O All-Domain Anomaly Resolution Office (AARO), criado em 2022 para investigar fenômenos aéreos misteriosos (chamados oficialmente de UAPs, ou “fenômenos anômalos não identificados”), está buscando um novo sistema de inteligência artificial para gerenciar o crescente número de relatórios sigilosos enviados por pilotos, militares e outras fontes confidenciais.

Um banco de dados ultra-secreto para UFOs

Segundo informações, o Pentágono está convidando empresas de tecnologia para apresentar propostas de uma plataforma segura e inovadora, capaz de organizar e rastrear os casos com muito mais eficiência. O sistema funcionaria na mesma rede restrita que abriga o Joint Worldwide Intelligence Communications System (JWICS), usada para comunicações ultrassecretas do governo americano.

Ou seja: não é qualquer banco de dados. É algo tão protegido quanto informações de segurança nacional – o que mostra a seriedade com que os UFOs estão sendo tratados.

Por que isso é importante?

Esta é a primeira vez que o AARO solicita um sistema desse tipo desde sua criação. E o motivo é claro: o volume de relatos está aumentando, e os métodos atuais já não são suficientes.

Um porta-voz do escritório afirmou ao DefenseScoop:
“Um sistema de gerenciamento de casos ajudará o AARO a monitorar o status dos relatórios de UAPs em seus arquivos e a cumprir os requisitos de documentação – especialmente agora que o escritório planeja lançar um mecanismo público para receber relatos.”

Ou seja: além de organizar os casos já existentes, o Pentágono está se preparando para receber ainda mais relatos no futuro – inclusive de civis.

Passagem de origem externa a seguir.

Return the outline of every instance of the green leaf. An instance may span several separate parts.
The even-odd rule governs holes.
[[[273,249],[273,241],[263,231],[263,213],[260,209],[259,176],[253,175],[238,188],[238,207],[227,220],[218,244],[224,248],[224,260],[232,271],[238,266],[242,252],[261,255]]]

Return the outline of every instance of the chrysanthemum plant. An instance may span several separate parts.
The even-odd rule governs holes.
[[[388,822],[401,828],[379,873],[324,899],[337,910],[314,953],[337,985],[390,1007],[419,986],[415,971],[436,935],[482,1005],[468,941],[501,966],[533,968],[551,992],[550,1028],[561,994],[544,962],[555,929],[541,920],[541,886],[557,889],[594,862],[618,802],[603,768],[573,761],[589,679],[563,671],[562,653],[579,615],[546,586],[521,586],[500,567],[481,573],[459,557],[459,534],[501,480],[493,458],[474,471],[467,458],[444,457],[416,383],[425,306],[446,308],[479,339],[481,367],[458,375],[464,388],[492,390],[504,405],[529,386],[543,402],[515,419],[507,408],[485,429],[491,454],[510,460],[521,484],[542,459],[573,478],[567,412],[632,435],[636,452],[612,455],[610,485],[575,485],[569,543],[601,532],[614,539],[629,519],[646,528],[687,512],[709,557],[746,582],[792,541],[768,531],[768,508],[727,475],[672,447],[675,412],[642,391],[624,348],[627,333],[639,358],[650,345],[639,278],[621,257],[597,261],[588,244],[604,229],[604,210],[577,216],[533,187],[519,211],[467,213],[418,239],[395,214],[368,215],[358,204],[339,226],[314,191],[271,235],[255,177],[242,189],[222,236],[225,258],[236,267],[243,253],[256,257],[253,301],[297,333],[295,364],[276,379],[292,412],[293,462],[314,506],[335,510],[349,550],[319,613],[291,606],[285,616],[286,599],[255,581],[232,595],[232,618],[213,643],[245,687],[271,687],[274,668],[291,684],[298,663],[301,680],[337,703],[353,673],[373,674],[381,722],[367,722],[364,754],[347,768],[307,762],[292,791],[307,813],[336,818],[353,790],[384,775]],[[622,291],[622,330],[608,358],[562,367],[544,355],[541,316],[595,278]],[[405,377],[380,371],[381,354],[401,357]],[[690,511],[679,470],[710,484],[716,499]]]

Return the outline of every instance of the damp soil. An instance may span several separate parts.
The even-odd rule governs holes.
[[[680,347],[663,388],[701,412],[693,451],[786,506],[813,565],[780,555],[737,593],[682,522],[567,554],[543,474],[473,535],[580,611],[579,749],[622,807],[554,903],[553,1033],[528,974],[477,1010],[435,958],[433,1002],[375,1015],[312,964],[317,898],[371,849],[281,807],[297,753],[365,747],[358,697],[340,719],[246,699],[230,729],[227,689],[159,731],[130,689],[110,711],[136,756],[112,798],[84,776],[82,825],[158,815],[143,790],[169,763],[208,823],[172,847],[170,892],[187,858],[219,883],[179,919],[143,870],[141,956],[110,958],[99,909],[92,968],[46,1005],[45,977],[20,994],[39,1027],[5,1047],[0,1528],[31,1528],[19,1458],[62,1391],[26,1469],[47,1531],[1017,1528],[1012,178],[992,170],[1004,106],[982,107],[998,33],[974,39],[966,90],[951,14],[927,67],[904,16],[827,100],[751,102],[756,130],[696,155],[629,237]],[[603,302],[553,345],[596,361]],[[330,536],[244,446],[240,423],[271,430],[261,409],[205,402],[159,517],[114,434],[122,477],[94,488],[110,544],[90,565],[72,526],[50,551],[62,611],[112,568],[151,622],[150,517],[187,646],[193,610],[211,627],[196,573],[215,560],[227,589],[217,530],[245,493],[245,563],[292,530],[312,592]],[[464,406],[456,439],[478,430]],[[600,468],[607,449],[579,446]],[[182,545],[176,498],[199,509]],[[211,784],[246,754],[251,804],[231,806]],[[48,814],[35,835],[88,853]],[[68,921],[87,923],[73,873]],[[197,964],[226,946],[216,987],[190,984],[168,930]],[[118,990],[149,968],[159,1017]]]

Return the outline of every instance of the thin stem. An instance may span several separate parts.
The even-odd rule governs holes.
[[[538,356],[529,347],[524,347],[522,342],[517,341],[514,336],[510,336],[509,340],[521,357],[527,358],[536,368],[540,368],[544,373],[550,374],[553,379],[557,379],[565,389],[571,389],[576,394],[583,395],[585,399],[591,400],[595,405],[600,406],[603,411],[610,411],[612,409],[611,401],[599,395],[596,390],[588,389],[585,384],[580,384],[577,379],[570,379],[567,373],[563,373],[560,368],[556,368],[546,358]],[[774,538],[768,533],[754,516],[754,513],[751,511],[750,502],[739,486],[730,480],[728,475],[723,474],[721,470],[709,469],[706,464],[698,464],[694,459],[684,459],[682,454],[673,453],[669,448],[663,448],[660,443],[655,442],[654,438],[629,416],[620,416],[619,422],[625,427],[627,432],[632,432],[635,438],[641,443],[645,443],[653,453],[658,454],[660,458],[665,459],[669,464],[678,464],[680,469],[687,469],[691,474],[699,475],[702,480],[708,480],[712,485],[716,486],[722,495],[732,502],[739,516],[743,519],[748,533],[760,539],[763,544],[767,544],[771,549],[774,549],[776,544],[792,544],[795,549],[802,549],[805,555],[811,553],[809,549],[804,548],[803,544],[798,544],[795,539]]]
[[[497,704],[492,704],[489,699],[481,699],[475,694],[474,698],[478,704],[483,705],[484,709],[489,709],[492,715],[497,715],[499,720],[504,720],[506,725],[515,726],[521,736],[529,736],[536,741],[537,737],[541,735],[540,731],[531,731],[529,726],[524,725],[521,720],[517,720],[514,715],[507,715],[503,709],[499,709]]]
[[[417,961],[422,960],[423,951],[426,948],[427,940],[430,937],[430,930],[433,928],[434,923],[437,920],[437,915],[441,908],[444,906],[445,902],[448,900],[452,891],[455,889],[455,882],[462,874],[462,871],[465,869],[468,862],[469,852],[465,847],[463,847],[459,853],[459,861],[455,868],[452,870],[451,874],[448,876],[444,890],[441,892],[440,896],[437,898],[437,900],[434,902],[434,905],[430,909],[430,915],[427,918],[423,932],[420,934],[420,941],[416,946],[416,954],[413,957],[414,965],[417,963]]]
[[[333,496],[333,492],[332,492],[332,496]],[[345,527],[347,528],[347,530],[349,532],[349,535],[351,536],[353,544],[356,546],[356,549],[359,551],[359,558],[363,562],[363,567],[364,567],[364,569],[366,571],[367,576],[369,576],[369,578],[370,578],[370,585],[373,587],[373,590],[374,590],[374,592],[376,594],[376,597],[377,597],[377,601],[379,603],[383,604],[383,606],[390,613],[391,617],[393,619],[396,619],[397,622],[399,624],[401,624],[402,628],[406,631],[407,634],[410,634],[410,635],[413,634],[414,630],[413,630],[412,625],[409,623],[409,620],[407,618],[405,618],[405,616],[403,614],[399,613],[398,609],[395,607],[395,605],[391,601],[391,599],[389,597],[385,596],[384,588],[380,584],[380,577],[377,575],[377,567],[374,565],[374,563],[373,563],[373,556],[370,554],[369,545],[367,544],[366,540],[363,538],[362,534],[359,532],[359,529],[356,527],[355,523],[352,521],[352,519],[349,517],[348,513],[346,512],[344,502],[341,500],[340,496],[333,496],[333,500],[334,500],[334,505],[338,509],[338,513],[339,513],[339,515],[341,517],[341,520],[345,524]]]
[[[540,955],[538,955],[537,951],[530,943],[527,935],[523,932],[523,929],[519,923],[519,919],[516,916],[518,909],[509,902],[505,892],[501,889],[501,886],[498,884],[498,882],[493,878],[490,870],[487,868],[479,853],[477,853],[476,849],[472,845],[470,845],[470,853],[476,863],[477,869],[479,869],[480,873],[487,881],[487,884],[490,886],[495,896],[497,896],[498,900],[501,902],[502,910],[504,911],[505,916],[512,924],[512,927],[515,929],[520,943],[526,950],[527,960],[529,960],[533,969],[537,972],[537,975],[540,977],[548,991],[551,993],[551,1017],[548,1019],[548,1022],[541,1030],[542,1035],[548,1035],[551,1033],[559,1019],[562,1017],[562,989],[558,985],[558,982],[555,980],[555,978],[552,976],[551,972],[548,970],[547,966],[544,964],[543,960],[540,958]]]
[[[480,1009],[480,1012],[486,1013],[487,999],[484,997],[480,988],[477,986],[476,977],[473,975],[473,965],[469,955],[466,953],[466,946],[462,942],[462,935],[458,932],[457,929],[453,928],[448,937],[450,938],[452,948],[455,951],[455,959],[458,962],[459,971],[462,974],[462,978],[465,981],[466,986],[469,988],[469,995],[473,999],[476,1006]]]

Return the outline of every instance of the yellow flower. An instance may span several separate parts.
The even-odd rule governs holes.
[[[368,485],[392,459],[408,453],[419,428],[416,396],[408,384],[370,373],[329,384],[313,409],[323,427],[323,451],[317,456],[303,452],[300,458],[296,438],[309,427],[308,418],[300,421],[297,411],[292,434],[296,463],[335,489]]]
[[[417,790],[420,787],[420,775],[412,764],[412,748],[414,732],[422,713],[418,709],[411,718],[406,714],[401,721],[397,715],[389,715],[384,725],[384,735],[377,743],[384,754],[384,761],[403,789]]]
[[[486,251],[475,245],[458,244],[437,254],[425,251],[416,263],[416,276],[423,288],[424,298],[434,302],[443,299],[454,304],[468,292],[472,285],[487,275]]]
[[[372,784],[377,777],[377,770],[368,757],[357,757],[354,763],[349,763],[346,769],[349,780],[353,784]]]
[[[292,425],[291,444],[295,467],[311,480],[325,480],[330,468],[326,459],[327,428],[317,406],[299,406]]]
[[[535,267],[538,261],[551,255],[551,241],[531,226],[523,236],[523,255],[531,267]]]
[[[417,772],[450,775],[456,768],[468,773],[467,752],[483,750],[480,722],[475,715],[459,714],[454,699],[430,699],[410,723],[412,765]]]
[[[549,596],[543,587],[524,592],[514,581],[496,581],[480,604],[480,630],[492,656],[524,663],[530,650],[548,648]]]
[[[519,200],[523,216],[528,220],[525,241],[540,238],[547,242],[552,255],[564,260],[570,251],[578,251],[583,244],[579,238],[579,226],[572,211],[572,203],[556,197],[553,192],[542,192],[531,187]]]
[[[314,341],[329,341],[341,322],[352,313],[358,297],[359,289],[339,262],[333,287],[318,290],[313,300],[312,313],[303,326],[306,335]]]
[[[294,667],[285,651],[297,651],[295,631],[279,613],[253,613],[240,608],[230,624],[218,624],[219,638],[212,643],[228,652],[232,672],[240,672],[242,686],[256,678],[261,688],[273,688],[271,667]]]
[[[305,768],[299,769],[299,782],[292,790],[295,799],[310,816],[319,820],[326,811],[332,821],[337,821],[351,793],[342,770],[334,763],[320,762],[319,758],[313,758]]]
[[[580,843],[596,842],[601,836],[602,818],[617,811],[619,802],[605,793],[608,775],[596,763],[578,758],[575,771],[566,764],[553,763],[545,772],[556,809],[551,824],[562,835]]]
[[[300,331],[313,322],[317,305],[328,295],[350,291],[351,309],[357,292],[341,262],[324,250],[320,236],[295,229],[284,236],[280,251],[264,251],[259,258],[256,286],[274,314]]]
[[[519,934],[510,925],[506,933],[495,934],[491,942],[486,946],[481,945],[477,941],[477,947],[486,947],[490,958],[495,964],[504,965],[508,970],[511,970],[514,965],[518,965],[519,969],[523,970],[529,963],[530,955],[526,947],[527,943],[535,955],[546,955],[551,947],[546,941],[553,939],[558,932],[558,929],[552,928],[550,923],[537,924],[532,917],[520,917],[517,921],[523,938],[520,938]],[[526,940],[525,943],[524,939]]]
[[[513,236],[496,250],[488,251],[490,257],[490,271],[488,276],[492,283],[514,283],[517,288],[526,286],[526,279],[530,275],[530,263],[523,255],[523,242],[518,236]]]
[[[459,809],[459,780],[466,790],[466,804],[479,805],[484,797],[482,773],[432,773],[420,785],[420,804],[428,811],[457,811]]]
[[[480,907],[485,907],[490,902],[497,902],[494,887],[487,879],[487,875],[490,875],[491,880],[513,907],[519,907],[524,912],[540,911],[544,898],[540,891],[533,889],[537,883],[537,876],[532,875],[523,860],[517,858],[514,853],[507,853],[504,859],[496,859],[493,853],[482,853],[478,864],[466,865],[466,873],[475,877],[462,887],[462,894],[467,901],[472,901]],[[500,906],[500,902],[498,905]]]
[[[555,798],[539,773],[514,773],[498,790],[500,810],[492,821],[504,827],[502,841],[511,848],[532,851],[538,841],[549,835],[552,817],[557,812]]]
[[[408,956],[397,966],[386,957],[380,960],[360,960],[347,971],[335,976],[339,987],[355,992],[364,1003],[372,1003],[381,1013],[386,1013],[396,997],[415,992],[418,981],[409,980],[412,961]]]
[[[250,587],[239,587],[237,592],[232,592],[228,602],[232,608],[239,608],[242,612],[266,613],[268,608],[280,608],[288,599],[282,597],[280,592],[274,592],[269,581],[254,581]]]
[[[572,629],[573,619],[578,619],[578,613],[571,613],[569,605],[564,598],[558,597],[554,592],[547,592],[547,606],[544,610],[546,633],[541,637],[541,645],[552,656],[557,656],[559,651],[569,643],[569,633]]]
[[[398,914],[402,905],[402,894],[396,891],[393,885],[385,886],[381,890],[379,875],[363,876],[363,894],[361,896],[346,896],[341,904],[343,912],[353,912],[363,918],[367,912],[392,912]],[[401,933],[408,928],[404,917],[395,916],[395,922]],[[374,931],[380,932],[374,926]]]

O que isso revela sobre os UFOs?

Ainda não sabemos o que está sendo avistado, mas uma coisa é certa: os militares estão levando isso muito a sério. O fato de estarem investindo em um sistema próprio e ultraprotegido sugere que:

  1. Os relatos são frequentes – e não são apenas “drones” ou “balões”.
  2. As informações são sensíveis – tanto que precisam de um sistema de inteligência militar para serem armazenadas.
  3. O AARO não vai fechar as portas tão cedo – pelo contrário, está se preparando para lidar com ainda mais casos.

Será que um dia vamos saber a verdade?

Enquanto o Pentágono mantém seus arquivos sob sigilo, o resto do mundo fica na expectativa. Mas o desenvolvimento desse novo sistema é um sinal claro de que algo grande está sendo investigado.

Quem sabe, no futuro, parte desses relatórios seja divulgada – e finalmente teremos respostas sobre o que, ou quem, está cruzando nossos céus.

E você, acredita que o governo está escondendo algo?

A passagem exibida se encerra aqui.